This handout photo taken on May 3, 2021 and received from the Presidential Photo Division (PPD) on May 4 shows Philippine President Rodrigo Duterte (L) receiving a dose of China's Sinopharm against the Covid-19 coronavirus from the Secretary of Health Francisco Duque (R) at Malacanang Palace in Manila. Photograph:( AFP )
While Philippine regulators had previously given emergency use approval to the Chinese vaccine Sinovac in February, the other vaccine Sinopharm waits for approval
The president of the Philippines has asked China to take back 1,000 doses of Sinopharm vaccine donated to the country after facing criticism for receiving a jab even though it has not yet been authorised for public use in the country.
On Monday, Philippine President Rodrigo Duterte had the health secretary take the China-made Sinopharm vaccine as a method of encouraging his reluctant citizens to get inoculated and help stop the transmission of the coronavirus.
An unspecified number of Duterte's guards have also reportedly been injected with the Sinopharm vaccine in secrecy.
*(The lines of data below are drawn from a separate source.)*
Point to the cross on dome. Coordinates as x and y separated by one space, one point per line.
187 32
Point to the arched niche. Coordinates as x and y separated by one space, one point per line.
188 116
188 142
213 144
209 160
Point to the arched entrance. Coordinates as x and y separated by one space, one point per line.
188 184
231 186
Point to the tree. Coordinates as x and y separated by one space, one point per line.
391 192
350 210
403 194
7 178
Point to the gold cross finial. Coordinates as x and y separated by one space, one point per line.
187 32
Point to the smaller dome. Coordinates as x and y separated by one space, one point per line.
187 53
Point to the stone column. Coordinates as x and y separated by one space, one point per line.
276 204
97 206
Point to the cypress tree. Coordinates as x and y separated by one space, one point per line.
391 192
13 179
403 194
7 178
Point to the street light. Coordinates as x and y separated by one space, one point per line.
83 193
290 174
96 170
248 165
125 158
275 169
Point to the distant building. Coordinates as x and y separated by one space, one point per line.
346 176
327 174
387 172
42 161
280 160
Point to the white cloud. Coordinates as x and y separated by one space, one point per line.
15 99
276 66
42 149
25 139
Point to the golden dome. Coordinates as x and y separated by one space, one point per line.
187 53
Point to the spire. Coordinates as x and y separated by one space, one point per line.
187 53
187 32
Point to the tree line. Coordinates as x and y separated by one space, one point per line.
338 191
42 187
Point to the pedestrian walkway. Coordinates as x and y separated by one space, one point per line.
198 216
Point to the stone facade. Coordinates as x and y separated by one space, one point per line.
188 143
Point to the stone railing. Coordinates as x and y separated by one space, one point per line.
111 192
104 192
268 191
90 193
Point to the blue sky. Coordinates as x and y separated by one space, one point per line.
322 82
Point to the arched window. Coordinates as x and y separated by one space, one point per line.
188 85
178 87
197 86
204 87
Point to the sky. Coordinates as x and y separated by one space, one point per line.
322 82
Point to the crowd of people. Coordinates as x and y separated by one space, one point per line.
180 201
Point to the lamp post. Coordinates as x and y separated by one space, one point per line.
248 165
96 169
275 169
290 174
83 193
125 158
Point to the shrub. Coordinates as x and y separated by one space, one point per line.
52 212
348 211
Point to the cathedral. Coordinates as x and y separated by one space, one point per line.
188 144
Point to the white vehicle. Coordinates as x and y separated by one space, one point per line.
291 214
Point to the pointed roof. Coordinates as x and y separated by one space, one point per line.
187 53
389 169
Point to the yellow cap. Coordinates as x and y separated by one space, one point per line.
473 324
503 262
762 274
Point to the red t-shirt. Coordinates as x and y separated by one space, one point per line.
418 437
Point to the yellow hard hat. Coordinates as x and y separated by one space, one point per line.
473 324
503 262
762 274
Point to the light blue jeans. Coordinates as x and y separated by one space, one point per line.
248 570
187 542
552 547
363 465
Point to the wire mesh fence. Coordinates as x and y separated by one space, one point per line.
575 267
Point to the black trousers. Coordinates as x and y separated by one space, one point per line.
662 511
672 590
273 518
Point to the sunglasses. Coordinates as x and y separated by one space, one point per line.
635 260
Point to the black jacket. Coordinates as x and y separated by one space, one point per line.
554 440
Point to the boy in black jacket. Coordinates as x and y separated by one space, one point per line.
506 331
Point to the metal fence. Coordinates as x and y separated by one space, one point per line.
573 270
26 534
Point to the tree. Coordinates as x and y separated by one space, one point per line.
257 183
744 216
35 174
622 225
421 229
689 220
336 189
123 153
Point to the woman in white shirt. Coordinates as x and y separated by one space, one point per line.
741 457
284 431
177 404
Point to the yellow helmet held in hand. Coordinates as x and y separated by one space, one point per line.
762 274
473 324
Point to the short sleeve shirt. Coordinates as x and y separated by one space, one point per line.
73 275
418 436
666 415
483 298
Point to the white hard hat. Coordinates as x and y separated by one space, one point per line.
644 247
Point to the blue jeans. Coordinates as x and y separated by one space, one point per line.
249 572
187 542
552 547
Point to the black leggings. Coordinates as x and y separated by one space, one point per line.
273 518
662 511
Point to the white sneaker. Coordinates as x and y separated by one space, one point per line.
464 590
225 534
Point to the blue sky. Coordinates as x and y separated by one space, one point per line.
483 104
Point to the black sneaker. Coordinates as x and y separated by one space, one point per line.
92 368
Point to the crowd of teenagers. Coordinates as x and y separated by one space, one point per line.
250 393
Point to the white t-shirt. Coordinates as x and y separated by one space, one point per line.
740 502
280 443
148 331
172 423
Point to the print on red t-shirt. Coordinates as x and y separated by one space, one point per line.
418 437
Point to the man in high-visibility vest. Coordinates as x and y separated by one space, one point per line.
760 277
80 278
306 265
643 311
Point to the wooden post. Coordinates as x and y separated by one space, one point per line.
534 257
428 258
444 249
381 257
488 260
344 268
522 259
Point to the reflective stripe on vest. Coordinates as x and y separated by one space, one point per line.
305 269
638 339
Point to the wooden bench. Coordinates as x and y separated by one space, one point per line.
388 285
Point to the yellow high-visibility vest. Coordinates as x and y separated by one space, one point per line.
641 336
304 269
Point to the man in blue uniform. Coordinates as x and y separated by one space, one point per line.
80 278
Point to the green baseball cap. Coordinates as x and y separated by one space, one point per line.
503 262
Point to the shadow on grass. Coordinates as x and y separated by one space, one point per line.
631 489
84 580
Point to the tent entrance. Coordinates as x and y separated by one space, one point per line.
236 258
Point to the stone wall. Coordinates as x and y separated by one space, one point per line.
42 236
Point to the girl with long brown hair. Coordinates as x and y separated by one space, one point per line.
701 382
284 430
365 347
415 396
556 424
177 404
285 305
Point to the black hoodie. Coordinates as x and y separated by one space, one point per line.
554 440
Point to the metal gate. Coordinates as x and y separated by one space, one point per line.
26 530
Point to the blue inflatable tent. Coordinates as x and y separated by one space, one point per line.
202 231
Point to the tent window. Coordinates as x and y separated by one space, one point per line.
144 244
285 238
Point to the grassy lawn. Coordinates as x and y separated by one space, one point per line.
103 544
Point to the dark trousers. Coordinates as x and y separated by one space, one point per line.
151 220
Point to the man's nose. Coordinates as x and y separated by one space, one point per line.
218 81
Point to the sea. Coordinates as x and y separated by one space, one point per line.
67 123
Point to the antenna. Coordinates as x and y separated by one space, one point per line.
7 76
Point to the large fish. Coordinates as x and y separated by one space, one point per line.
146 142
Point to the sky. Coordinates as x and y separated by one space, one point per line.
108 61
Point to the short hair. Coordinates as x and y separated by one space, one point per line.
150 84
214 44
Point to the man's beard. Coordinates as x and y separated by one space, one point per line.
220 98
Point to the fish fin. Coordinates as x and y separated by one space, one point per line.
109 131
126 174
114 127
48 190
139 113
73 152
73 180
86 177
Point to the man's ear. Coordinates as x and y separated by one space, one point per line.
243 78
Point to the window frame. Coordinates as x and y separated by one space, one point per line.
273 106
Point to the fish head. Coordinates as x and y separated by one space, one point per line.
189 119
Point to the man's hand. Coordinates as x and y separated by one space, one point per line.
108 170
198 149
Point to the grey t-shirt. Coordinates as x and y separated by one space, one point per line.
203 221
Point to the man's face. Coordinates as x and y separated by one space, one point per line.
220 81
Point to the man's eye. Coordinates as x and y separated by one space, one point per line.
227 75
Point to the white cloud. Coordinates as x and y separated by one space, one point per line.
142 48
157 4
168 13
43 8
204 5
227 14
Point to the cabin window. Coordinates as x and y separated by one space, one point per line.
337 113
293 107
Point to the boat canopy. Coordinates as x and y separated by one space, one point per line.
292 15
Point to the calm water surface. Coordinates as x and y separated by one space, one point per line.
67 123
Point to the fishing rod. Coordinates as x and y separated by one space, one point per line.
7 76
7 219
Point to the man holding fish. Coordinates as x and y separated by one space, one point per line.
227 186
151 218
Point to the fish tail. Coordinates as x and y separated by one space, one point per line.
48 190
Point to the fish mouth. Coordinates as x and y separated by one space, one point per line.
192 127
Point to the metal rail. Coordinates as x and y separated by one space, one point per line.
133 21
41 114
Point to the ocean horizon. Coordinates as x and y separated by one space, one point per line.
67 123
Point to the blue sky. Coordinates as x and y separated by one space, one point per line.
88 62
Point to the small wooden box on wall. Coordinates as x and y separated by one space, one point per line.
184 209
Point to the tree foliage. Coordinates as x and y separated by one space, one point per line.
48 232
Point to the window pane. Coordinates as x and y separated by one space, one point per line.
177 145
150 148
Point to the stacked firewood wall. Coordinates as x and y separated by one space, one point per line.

The Philippine authorities are reportedly waiting for the vaccine to get approved by a "stringent regulatory authority," such as WHO. While Philippine regulators had previously given emergency use approval to the Chinese vaccine Sinovac in February, the other vaccine Sinopharm awaits approval.
China has given emergency approval to five of its domestically made vaccines but is still awaiting approval from the World Health Organisation for its top two vaccines - Sinopharm and Sinovac.
On May 3, the WHO in a press conference had said that they expect both the Chinese vaccines Sinopharm and Sinovac’s approval to be finalised by the end of this week.
A WHO endorsement can significantly boost confidence in the Chinese vaccines, which have long faced concerns about a lack of transparency regarding clinical trial data and their efficacy rates.
Even before receiving a nod from WHO, China has reportedly donated the vaccine to around 60 countries and using these two vaccines has vaccinated 200 million people at home.
The Southeast Asian country is battling one of the worst coronavirus outbreaks in Asia with more than a million infections, including those caused by variants first detected in Britain and South Africa, and more than 18,000 deaths.